Posted on:1987-02-12Degree:Ph.DType:Dissertation
University:Duke UniversityCandidate:INGEBRETSEN, EDWARD JOSEPHFull Text:PDF
GTID:1475390017458607Subject:American literature
Abstract/Summary:
Robert Frost rarely attended any church, though biographers and critics establish his lifelong interest--even preoccupation--with questions of the spirit. In his own words, he "despised" religiosity, but considered himself a religious man. It is the purpose of this study to place the burden of clarifying Frost's intentions on his poetry. In what way does the poetry achieve, as he says, a "spiritual realization"? How is "the height of poetry" a spiritual activity?;Frost went to school to William James to confirm his belief that the most human act is also the most spiritual. One must have a belief and one must risk oneself strongly in belief. Reading William James validated for him the necessity of having a "vital option." The recurrent images of contention and struggle, identity and lack of identity, being at home and being lost, all establish the parameters of Frost's "vital option"--attaining a satisfactory spiritual belief.;Like James, Frost often used orthodox religious language and iconography, adding to them overtones of personal meaning. Both believed that the spiritual work, whatever else it might mean, begins here, in this world. One fulfills human potential while struggling against the limits of time and place. Frost's poetry was a way of demonstrating that "stating the spirit" involved a firm commitment to human experience.;In this study I examine how Frost's contrasting images--innocence versus experience, being lost or being found, having a home or not having one--address his concern with the "ultimate"--the spiritual difference that human purpose, love, and intention makes in the universe.;The greatest attempt that has ever failed, Frost said, is the attempt to say spirit in terms of matter.

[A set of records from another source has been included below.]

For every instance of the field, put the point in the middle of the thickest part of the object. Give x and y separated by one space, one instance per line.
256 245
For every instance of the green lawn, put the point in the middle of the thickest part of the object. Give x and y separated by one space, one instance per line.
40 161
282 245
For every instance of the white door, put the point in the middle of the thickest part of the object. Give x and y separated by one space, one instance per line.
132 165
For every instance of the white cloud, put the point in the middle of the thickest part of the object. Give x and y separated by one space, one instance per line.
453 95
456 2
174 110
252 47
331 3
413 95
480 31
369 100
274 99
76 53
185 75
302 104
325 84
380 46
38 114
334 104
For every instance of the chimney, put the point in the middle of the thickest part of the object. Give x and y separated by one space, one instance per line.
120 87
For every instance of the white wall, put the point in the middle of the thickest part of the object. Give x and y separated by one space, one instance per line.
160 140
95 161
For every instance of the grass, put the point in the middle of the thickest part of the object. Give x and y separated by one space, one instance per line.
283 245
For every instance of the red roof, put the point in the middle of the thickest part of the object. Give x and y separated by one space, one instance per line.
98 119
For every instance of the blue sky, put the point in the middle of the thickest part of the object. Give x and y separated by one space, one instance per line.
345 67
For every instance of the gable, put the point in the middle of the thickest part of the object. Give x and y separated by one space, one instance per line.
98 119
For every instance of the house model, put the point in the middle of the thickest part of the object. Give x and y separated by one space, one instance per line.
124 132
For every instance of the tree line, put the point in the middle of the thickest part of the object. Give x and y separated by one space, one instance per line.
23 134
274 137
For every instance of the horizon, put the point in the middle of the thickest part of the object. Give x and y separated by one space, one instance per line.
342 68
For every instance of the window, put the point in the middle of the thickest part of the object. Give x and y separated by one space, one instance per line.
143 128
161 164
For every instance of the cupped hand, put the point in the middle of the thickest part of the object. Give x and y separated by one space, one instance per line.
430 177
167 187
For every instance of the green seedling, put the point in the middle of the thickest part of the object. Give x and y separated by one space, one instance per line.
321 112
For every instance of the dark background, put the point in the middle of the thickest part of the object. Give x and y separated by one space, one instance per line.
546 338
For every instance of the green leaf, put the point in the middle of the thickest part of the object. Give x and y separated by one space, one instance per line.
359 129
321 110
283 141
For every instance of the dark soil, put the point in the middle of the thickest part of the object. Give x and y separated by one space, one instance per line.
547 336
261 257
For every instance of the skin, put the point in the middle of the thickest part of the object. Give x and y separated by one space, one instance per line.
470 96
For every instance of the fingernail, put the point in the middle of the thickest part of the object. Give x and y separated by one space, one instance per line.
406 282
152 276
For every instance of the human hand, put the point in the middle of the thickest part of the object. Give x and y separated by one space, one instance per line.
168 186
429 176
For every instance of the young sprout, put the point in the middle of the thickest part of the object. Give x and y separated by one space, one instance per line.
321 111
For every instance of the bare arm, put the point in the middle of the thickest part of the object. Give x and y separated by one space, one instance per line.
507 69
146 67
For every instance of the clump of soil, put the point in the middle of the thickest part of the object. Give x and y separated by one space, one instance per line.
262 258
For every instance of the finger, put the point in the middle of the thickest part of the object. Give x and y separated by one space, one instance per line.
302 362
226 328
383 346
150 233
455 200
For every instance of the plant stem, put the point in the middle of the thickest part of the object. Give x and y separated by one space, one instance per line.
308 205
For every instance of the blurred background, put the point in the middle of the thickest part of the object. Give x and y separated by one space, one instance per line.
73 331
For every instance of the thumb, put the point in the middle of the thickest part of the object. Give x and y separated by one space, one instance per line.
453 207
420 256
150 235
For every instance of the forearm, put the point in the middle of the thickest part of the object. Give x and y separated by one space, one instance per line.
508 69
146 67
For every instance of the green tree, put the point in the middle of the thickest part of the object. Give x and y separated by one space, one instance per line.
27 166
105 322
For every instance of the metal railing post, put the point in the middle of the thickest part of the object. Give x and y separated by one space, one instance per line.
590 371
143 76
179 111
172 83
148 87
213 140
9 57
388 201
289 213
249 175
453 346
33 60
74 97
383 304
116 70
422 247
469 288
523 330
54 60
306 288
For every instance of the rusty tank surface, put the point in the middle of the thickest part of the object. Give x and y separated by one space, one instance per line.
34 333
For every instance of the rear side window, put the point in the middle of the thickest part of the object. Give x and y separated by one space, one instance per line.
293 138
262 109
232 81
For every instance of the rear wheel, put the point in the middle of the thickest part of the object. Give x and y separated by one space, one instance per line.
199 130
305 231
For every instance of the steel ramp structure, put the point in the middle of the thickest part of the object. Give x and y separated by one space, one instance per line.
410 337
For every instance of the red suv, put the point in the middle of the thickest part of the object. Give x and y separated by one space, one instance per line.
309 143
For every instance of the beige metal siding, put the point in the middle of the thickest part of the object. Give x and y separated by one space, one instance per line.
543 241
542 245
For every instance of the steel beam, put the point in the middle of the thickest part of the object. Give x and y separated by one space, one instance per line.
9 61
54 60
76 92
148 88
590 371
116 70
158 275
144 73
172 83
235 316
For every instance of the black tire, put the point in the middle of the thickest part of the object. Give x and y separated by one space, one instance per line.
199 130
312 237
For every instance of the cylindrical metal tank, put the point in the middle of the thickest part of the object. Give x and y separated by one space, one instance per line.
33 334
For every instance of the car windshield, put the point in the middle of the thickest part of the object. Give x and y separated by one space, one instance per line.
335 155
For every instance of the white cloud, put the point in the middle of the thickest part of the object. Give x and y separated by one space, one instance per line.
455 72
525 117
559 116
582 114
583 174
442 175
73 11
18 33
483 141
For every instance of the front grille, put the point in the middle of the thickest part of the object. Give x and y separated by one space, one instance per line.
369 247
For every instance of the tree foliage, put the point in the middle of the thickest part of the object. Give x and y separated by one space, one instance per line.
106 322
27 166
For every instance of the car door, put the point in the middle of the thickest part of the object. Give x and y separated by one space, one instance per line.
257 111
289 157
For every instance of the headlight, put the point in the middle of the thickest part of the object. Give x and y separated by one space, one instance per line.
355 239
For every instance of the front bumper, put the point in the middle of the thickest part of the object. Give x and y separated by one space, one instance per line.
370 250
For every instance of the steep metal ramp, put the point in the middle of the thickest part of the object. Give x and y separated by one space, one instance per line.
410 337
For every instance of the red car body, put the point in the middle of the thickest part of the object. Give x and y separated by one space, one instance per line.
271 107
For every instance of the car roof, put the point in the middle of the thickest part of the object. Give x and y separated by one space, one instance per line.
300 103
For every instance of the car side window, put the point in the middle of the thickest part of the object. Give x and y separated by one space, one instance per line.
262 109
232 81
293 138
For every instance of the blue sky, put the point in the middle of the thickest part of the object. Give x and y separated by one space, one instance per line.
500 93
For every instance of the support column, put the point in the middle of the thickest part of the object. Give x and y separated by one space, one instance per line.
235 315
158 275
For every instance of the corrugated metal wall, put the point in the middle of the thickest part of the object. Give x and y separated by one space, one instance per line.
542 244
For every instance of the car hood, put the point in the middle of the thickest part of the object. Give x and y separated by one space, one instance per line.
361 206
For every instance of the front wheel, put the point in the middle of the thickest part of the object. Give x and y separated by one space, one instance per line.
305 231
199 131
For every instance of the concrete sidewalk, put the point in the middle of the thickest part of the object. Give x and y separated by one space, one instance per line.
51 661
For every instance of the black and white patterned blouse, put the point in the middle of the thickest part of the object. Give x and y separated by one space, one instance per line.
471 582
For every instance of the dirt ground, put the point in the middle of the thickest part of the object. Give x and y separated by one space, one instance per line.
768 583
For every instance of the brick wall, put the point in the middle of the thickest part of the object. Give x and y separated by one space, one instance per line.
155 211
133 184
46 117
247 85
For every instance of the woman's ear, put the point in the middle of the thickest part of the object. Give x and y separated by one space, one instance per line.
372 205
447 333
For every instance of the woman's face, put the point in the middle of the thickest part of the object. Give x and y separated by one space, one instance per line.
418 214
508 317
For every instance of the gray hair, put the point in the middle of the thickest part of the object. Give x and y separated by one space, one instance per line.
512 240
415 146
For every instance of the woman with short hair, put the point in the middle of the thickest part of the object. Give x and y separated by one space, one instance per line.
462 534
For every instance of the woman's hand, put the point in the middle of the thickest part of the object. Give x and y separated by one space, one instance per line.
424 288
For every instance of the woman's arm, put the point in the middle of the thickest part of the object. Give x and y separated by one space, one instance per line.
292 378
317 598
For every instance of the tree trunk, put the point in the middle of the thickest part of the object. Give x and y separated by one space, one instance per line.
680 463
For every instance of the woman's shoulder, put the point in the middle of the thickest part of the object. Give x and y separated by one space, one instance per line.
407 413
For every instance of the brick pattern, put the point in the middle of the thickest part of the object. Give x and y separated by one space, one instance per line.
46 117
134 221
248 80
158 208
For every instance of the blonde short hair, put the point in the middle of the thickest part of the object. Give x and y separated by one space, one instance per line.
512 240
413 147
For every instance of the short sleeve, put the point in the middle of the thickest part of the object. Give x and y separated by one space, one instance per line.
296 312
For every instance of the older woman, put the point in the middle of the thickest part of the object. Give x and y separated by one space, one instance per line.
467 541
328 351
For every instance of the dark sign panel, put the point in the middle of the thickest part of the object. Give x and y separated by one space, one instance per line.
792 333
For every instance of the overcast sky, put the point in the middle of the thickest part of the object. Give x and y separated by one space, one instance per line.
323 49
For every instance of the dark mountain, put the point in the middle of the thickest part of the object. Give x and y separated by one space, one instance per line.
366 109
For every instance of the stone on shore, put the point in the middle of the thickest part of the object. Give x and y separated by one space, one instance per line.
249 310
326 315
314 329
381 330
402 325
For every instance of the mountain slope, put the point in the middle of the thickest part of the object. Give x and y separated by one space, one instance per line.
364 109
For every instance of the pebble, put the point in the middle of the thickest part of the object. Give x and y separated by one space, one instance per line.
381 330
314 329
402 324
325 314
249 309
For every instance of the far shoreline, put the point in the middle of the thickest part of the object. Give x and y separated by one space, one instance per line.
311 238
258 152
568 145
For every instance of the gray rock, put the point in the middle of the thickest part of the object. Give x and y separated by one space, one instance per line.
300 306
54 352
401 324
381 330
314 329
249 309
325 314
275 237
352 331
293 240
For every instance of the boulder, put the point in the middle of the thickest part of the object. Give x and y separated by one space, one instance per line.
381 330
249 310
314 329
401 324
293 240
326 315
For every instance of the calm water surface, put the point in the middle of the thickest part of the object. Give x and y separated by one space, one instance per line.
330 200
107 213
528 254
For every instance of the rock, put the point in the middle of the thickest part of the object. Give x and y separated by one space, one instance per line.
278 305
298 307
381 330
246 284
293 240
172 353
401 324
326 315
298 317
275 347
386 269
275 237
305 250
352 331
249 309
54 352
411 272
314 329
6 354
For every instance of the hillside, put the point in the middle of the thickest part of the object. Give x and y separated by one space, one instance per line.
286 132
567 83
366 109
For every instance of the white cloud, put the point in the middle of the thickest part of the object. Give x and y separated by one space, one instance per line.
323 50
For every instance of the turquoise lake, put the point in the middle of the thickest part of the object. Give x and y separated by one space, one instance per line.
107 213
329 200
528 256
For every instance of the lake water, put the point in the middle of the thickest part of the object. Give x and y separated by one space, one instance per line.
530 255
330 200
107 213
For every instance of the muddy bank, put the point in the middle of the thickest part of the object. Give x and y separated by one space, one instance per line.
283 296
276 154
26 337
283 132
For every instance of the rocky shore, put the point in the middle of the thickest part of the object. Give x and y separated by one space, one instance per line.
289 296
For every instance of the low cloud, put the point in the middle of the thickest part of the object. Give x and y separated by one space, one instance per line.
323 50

In Frost's poetry one discerns broad patterns and images that recur, notably those concerned with identity and home. The poems "Into My Own" and "Kitty Hawk" span a career in which Frost repeatedly returns to images of domesticity in order to explore the ways a person "makes a home" in the universe. The "Trial by Existence" demands that a person risk his spirit in life; at the same time, human need mandates that a person take steps, in Frost's words, to "make snug" in the limitless. For Frost, these twin tensions--risking and making snug--describe the spiritual venture. "God wants us to contend," Frost said; a person must explore himself and the universe while making himself an identity--"a place apart"--in the world.